Reputation: 33
I have a table of Books, that contains the following columns:
Book_Id User_Id
001 1
002 2
001 1
004 2
005 3
006 3
007 2
008 2
009 1
Where :
Book_Id - identifier of a book that a user read; User_Id - identifier of a reader/user.
Let's assume that User1 read books three times, but 2 of them were same, so the user 1 read 2 distinct books (001 and 009). User 2 read 4 distinct books, while user 3 read 2 distinct books. In overall, there are 2 users that read 2 distinct books, and 1 user that read 4 distinct books.
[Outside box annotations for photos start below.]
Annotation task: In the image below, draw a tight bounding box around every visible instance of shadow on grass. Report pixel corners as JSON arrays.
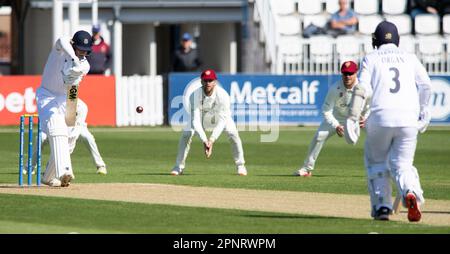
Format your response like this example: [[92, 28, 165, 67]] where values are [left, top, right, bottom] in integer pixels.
[[422, 211, 450, 214], [254, 174, 365, 178]]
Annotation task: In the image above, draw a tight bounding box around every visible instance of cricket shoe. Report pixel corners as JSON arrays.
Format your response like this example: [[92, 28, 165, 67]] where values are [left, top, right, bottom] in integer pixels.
[[60, 175, 73, 187], [41, 178, 61, 187], [294, 168, 312, 177], [374, 206, 391, 220], [170, 167, 183, 176], [237, 165, 247, 176], [97, 166, 108, 175], [405, 192, 422, 221]]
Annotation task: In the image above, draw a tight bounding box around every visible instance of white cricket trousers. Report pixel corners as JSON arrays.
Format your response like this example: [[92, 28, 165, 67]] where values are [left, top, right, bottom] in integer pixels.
[[80, 126, 106, 167], [364, 122, 425, 215], [36, 87, 73, 183], [175, 118, 245, 169], [303, 121, 336, 170]]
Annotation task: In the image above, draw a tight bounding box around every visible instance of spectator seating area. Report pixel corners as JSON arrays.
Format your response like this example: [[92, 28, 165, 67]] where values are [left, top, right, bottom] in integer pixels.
[[253, 0, 450, 74]]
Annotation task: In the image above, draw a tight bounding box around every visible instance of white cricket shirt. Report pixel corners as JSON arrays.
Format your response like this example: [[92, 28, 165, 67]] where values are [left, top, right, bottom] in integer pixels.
[[322, 79, 370, 128], [359, 43, 431, 127]]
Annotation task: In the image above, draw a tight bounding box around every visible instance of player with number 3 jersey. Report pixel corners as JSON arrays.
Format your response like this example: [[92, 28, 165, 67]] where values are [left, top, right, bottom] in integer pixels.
[[346, 21, 431, 221]]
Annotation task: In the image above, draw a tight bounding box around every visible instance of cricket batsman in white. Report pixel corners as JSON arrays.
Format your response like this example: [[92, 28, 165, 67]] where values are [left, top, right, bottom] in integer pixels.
[[345, 21, 431, 221], [36, 30, 92, 187], [294, 61, 370, 177], [171, 69, 247, 176], [28, 99, 108, 175]]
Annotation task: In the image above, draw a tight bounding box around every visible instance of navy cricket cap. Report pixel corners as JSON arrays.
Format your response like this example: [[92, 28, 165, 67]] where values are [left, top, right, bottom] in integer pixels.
[[72, 30, 92, 52], [372, 21, 400, 47], [182, 33, 192, 41]]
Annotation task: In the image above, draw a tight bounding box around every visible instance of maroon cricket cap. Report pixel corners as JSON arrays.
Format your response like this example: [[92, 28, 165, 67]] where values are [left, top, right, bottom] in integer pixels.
[[341, 61, 358, 73], [200, 69, 217, 80]]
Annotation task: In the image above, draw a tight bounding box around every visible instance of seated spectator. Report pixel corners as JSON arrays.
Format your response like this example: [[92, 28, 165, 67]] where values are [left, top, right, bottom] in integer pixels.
[[86, 25, 112, 74], [328, 0, 358, 37], [172, 33, 201, 72]]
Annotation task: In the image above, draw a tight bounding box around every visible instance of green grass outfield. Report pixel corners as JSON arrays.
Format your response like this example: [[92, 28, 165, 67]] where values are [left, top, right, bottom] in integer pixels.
[[0, 127, 450, 233]]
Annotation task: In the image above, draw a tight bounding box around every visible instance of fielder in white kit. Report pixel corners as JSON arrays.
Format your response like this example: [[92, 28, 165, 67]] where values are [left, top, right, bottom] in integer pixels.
[[28, 99, 108, 175], [346, 21, 431, 221], [36, 31, 92, 187], [294, 61, 370, 177], [171, 70, 247, 176]]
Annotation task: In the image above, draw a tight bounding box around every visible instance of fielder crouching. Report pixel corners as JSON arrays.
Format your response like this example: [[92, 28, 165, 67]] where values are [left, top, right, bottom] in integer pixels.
[[36, 31, 92, 187], [171, 69, 247, 176]]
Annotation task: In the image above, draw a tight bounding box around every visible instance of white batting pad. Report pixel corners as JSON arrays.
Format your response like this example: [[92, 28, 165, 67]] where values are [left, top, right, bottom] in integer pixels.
[[344, 119, 361, 145]]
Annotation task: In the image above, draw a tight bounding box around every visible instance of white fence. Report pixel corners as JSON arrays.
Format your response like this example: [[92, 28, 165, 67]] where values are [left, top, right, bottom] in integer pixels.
[[116, 76, 164, 126], [277, 36, 450, 75]]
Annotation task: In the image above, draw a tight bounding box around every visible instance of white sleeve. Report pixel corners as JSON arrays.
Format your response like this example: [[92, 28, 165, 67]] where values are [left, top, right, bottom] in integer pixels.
[[190, 92, 208, 143], [359, 56, 372, 98], [76, 98, 88, 125], [414, 56, 431, 110], [322, 86, 339, 128], [55, 37, 78, 59], [210, 92, 231, 142]]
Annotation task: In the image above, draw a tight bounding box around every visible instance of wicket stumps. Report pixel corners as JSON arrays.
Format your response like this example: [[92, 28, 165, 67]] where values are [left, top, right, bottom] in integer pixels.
[[19, 114, 41, 186]]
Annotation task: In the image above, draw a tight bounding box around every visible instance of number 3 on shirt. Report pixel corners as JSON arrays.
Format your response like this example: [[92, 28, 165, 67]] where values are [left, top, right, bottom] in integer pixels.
[[389, 67, 400, 93]]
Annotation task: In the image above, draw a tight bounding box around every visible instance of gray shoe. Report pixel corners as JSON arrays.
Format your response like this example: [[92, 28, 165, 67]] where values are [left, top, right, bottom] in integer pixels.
[[97, 166, 108, 175], [170, 167, 183, 176]]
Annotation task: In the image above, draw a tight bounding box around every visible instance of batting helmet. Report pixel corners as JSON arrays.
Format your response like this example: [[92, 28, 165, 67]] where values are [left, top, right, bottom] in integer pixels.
[[72, 30, 92, 53], [372, 21, 400, 48]]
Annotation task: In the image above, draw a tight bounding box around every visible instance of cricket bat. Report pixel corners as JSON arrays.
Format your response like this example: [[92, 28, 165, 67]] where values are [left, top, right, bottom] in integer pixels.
[[66, 85, 78, 127]]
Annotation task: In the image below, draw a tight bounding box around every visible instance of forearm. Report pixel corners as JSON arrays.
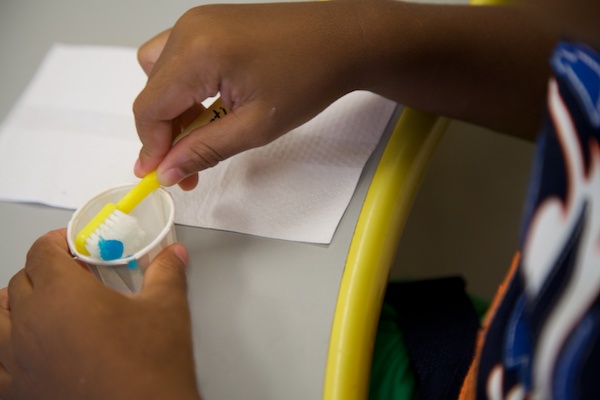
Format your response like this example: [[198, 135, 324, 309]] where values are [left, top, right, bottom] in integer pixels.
[[346, 1, 557, 138]]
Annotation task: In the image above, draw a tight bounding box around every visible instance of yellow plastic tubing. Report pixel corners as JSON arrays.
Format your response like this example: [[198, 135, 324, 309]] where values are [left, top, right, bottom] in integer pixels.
[[323, 109, 448, 400], [323, 0, 504, 400]]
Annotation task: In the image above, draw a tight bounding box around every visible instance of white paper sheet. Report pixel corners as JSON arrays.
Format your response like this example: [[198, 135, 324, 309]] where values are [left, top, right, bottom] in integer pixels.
[[0, 44, 396, 243]]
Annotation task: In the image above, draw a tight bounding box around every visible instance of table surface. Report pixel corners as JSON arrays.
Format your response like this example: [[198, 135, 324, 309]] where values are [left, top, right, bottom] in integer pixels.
[[0, 0, 397, 400]]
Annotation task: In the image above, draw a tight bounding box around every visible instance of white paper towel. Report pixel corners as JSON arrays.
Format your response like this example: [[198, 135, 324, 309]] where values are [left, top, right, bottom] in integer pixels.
[[0, 44, 396, 243]]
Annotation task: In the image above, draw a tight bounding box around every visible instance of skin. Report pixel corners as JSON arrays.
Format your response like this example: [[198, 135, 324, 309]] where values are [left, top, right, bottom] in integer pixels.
[[0, 0, 600, 399], [0, 229, 199, 399], [133, 0, 557, 189]]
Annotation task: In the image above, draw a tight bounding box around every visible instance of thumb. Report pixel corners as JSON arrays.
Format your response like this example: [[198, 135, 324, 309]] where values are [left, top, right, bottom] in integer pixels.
[[157, 102, 286, 186], [140, 243, 189, 298]]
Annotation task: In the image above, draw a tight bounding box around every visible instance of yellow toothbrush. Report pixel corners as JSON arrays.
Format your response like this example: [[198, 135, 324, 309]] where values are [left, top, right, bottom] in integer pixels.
[[75, 98, 229, 256]]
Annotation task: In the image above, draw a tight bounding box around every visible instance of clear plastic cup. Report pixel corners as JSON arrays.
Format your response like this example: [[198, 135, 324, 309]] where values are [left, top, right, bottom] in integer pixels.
[[67, 184, 177, 293]]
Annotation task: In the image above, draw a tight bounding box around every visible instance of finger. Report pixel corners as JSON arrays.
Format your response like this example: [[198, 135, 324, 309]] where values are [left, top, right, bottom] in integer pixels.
[[178, 174, 199, 191], [137, 29, 171, 75], [157, 101, 283, 186], [133, 44, 219, 177], [25, 228, 81, 286], [140, 243, 188, 299], [0, 313, 13, 399], [0, 287, 10, 314], [8, 269, 33, 315]]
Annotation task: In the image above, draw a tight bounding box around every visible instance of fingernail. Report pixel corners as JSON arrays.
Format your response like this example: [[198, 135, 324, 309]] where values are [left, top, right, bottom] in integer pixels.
[[173, 243, 189, 265], [133, 158, 144, 178], [156, 168, 185, 186]]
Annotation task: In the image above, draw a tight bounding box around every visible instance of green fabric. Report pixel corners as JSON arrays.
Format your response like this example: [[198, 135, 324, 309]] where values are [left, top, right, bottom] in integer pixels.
[[369, 303, 416, 400], [369, 284, 490, 400]]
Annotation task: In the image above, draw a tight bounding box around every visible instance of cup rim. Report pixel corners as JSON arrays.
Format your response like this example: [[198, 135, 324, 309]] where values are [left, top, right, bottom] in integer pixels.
[[67, 183, 175, 267]]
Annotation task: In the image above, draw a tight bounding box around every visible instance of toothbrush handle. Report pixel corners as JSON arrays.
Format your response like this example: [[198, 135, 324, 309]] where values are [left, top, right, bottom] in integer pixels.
[[117, 171, 160, 214], [117, 98, 230, 214], [173, 97, 231, 144]]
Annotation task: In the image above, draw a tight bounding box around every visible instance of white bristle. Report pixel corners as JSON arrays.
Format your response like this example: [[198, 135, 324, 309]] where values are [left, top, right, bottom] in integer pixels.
[[85, 210, 146, 260]]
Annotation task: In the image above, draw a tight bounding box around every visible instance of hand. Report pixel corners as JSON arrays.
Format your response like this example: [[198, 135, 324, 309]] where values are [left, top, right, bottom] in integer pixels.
[[134, 2, 370, 189], [0, 230, 198, 400]]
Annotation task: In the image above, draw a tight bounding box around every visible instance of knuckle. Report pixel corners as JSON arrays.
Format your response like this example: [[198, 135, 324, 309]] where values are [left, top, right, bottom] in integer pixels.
[[183, 143, 225, 174]]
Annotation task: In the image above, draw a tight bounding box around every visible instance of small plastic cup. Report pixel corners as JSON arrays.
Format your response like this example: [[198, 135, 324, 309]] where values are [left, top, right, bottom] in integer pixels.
[[67, 185, 177, 293]]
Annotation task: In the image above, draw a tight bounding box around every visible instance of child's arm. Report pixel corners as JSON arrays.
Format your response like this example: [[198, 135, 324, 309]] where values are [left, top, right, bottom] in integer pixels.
[[134, 0, 556, 187]]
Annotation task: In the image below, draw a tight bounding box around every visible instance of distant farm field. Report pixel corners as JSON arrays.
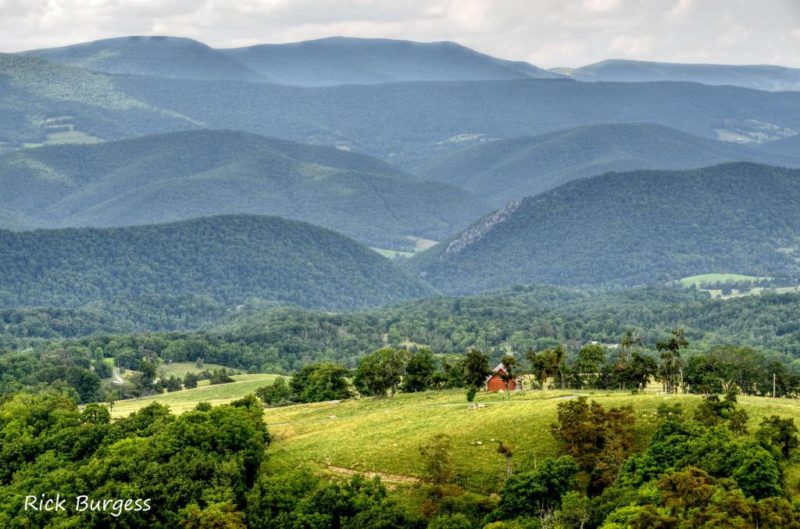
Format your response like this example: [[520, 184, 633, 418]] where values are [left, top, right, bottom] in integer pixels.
[[113, 382, 800, 494], [265, 390, 800, 493], [681, 274, 771, 288], [112, 374, 278, 417]]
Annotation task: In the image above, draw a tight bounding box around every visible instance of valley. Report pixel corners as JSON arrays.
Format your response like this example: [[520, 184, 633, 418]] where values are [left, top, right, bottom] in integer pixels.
[[0, 26, 800, 529]]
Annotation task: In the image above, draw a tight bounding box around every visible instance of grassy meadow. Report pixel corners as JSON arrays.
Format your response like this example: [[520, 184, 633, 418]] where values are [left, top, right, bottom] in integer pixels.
[[108, 380, 800, 500], [111, 374, 278, 417]]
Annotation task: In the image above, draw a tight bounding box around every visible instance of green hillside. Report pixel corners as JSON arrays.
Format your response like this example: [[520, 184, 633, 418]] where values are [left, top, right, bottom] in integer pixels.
[[0, 55, 800, 167], [0, 53, 193, 147], [0, 131, 489, 249], [416, 123, 800, 207], [0, 216, 430, 309], [23, 36, 260, 81], [409, 163, 800, 293]]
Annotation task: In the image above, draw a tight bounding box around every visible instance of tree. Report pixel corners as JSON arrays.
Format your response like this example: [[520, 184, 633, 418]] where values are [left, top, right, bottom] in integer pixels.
[[550, 397, 635, 492], [256, 377, 292, 406], [183, 373, 197, 389], [354, 348, 408, 397], [402, 349, 436, 392], [208, 368, 234, 385], [289, 362, 353, 402], [492, 456, 579, 520], [464, 349, 492, 388], [575, 344, 606, 388], [656, 328, 689, 393]]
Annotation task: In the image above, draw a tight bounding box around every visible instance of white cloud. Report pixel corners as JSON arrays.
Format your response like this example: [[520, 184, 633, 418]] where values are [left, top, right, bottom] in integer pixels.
[[0, 0, 800, 67]]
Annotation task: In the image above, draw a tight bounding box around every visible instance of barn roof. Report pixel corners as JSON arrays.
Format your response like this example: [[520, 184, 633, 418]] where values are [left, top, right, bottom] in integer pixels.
[[484, 362, 508, 382]]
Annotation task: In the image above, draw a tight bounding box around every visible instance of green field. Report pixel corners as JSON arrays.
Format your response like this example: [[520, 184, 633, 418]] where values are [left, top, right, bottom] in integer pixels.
[[112, 374, 278, 417], [113, 380, 800, 500], [158, 362, 228, 378]]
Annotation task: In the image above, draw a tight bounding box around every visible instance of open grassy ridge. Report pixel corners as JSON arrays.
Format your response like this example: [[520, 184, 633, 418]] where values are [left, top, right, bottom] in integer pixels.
[[265, 390, 800, 493], [112, 382, 800, 503]]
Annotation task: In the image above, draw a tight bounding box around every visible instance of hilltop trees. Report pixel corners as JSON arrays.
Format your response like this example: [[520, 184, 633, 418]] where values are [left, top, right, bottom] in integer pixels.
[[550, 397, 635, 493], [402, 348, 436, 392], [0, 394, 269, 529], [464, 348, 492, 388], [353, 348, 408, 397], [756, 415, 800, 459], [256, 362, 353, 406]]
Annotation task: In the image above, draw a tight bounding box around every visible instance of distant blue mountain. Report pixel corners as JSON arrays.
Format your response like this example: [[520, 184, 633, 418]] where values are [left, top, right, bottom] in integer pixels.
[[416, 123, 800, 207], [552, 59, 800, 92], [23, 37, 260, 81], [24, 37, 561, 86]]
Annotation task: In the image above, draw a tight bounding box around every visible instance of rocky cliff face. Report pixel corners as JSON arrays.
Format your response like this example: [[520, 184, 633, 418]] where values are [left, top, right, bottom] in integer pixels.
[[439, 200, 522, 259]]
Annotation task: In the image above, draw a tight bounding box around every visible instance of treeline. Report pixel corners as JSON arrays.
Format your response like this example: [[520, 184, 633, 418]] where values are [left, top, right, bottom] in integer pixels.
[[412, 392, 800, 529], [256, 329, 800, 406], [0, 286, 800, 372], [0, 215, 432, 314], [0, 316, 800, 405]]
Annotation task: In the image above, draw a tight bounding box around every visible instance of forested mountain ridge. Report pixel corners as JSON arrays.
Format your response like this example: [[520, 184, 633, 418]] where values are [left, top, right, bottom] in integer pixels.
[[24, 36, 561, 86], [0, 131, 490, 248], [0, 55, 800, 166], [417, 123, 800, 207], [0, 53, 192, 148], [0, 215, 432, 309], [408, 163, 800, 293]]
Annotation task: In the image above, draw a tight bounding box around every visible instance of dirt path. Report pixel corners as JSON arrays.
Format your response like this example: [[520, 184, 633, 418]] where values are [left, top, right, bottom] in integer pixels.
[[322, 465, 420, 484]]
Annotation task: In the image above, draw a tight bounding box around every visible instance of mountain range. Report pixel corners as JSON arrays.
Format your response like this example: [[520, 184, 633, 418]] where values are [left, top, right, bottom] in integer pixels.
[[553, 59, 800, 91], [0, 212, 432, 310], [24, 36, 561, 86], [0, 131, 491, 249], [417, 123, 800, 207], [408, 163, 800, 294], [0, 50, 800, 170]]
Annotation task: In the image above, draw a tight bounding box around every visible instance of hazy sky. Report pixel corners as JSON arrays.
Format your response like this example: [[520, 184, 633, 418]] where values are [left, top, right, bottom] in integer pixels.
[[0, 0, 800, 67]]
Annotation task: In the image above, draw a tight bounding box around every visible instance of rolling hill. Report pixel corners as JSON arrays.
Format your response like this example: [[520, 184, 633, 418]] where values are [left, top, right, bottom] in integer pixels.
[[221, 37, 561, 86], [0, 131, 490, 249], [0, 55, 800, 169], [409, 163, 800, 293], [24, 36, 561, 86], [554, 59, 800, 91], [21, 36, 261, 81], [0, 216, 431, 310], [417, 123, 800, 207], [0, 53, 194, 147], [759, 135, 800, 156], [116, 77, 800, 167]]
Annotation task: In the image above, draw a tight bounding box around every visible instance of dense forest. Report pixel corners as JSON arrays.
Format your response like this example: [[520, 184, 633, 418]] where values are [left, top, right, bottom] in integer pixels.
[[0, 287, 800, 400], [416, 123, 800, 207], [0, 216, 431, 309], [410, 163, 800, 293], [0, 130, 491, 249]]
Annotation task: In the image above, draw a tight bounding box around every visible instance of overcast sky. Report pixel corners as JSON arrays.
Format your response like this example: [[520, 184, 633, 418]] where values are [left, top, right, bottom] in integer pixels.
[[0, 0, 800, 67]]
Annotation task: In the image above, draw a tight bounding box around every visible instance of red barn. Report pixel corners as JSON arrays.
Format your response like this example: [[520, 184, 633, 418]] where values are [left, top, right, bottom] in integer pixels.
[[486, 363, 517, 392]]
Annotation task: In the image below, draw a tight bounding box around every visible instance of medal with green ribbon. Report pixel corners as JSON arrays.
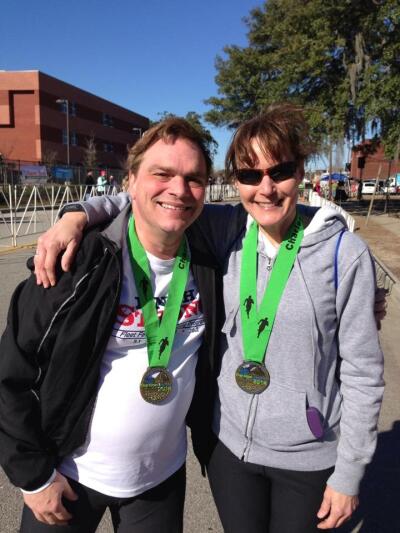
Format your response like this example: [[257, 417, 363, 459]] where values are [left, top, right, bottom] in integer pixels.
[[235, 214, 304, 394], [127, 217, 190, 403]]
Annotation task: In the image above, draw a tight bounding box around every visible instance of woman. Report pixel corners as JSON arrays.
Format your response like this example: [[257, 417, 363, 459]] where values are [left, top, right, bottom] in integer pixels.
[[34, 105, 383, 533]]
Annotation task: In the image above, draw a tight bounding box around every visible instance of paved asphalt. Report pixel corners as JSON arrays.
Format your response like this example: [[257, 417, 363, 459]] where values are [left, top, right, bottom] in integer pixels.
[[0, 238, 400, 533]]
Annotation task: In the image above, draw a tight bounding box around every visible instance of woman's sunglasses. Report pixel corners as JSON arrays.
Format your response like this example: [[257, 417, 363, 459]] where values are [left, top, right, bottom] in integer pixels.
[[234, 161, 297, 185]]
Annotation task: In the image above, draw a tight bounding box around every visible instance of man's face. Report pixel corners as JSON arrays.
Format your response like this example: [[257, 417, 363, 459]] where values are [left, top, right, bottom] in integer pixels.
[[129, 138, 207, 244]]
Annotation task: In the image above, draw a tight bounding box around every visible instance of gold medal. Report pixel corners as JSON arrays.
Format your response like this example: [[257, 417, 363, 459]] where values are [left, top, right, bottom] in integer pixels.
[[235, 361, 270, 394], [140, 367, 172, 404]]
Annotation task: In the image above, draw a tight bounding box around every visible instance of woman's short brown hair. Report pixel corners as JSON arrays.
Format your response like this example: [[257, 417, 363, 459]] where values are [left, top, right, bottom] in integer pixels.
[[225, 103, 315, 177], [127, 117, 212, 176]]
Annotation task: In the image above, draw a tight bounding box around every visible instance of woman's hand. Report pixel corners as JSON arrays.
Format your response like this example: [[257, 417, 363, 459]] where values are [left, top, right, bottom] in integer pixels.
[[317, 485, 358, 529], [34, 211, 87, 289]]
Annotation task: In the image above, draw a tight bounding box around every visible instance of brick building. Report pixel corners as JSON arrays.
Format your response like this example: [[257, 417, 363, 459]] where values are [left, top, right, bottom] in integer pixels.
[[0, 70, 149, 168], [350, 141, 400, 180]]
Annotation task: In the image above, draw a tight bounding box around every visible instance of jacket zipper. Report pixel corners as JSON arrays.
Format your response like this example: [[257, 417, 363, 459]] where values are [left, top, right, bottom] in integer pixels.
[[31, 263, 104, 402], [241, 394, 258, 461], [57, 248, 121, 453]]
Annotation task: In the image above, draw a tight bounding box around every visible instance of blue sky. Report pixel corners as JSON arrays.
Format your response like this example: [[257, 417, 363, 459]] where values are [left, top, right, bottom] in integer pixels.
[[0, 0, 263, 168]]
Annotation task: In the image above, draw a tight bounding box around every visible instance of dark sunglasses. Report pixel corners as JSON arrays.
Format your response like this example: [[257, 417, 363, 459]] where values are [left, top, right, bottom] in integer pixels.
[[234, 161, 297, 185]]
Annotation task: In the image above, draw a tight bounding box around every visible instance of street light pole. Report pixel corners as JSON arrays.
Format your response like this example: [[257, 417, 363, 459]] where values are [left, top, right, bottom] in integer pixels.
[[132, 128, 142, 139], [56, 98, 70, 166]]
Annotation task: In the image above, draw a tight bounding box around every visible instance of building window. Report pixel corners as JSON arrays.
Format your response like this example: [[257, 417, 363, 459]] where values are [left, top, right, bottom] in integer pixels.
[[59, 101, 76, 117], [102, 113, 113, 127]]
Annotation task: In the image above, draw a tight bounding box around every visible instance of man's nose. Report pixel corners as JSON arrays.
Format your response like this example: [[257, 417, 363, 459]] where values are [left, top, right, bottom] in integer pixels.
[[169, 176, 190, 197]]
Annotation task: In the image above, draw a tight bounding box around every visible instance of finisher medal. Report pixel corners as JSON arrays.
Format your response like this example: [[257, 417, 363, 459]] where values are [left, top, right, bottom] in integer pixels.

The output expected is as below:
Distinct_Books_Count --- User_Count
2 2
4 1
I tried the following:
SELECT COUNT(DISTINCT Book_Id), COUNT(User_Id) FROM Books GROUP BY User_Id
But I receive the following table:
Distinct_Books_Count User_Count
2 3
4 4
2 2
So any alternative solution or changes?
Upvotes: 3
Views: 387
Reputation: 1271051
I call this a "histogram of histograms" query. You can do it using two group by
s:
SELECT num_books, COUNT(*)
FROM (SELECT b.User_Id, COUNT(DISTINCT Book_Id) as num_books
FROM Books b
GROUP BY User_Id
) b
GROUP BY num_books
ORDER BY num_books;
Upvotes: 2